3. No Centralized Management
Nobody owns Bitcoin. Available at any time. But, you need to remember that payments in this system are irreversible. The spent bitcoin will not be returned back by either the bank or the state.
Freedom of use carries a lot of responsibility. No one to complain if something goes wrong. There is only one way out – not to trust your cryptocurrency to unverified people on the Internet.
4. Price Per Bitcoin
As with regular currencies, the value of bitcoins is determined by supply and demand. So far, the number of users is relatively small. If more people start using bitcoins, the price may fluctuate.
5. Purchase on Exchangers
There are several places where you can buy and sell bitcoins for national money. They are known as Bitcoin Exchangers.
You can search the Internet to find an exchange that you can trust with your bitcoins. For example, the largest cryptocurrency exchange is called Mt.Gox.
6. Secure Transfer Between Bitcoin Wallets
Bitcoin has a secure key called a seed. It is used to sign transactions. This is a guarantee that the bitcoins belong to the owner of the account. The electronic signature ensures the continuity of the transfer of funds after it has started.
7. The System is Completely Transparent
Bitcoin transfers are completely transparent. All confirmed payments are included in the public database. It is called the ” blockchain of transactions “, and transliteration from English ” Blockchain ” is also used.
The Bitcoin wallet calculates the balance of funds, and with each transaction confirms the ownership of the owner.

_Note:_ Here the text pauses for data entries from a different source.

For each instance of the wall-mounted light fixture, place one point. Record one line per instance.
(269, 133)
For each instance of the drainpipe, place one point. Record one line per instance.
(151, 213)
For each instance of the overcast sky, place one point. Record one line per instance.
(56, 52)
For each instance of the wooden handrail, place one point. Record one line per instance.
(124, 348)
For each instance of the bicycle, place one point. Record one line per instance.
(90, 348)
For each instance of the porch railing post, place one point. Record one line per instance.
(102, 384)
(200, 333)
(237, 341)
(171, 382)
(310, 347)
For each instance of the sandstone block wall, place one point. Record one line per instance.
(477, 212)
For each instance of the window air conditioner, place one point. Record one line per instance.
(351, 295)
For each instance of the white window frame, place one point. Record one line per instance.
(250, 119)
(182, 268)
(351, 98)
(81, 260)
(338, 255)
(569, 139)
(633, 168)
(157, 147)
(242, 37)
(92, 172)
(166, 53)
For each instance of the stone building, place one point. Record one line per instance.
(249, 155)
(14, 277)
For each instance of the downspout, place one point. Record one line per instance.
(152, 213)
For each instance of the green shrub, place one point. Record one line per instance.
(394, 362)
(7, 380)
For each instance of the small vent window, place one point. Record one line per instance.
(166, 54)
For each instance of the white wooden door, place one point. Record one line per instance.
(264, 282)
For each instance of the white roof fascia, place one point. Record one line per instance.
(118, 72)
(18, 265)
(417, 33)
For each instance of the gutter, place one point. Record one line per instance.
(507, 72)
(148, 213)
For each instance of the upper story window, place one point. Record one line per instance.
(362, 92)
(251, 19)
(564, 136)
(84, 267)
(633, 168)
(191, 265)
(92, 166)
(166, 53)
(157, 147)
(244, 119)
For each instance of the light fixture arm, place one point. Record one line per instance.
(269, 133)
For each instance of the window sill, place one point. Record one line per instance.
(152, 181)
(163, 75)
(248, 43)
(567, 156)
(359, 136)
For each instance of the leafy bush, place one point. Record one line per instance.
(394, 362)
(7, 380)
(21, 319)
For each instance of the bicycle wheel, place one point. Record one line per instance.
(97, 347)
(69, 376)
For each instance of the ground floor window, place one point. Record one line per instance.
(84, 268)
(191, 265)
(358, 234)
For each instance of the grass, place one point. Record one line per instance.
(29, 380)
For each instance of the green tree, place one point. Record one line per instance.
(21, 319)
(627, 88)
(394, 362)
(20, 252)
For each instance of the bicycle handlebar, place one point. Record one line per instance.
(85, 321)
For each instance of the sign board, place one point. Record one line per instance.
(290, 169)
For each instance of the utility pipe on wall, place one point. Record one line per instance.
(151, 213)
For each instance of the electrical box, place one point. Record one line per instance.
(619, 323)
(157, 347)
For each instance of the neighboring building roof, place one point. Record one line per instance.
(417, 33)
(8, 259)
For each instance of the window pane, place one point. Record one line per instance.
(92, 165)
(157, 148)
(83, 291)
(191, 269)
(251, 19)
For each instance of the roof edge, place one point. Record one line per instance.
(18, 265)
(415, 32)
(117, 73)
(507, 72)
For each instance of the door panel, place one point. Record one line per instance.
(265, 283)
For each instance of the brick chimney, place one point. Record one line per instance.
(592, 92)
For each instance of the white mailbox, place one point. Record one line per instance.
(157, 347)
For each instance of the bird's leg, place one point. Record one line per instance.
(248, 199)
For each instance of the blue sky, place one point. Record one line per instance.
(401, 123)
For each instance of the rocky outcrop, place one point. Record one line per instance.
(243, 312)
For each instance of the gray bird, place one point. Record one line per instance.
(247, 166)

8. Operations are Irrevocable
Once sent, bitcoins cannot be returned back. The only way to get them back is to ask the recipient to send them. Once debited from the account, Bitcoins are debited completely.
Despite the fact that all transactions are available for viewing in the public database, only wallet addresses are visible. There are no buyers’ or sellers’ names. For this reason, unfortunately, bitcoins are convenient for buying drugs and other illegal goods over the Internet.
10. The Future of Bitcoin
Due to the lack of regulation, it is difficult to predict the development of the network in the future. Governments in many countries are worried about the lack of control over Bitcoin and are speculating about the possibilities of taxing secure transactions.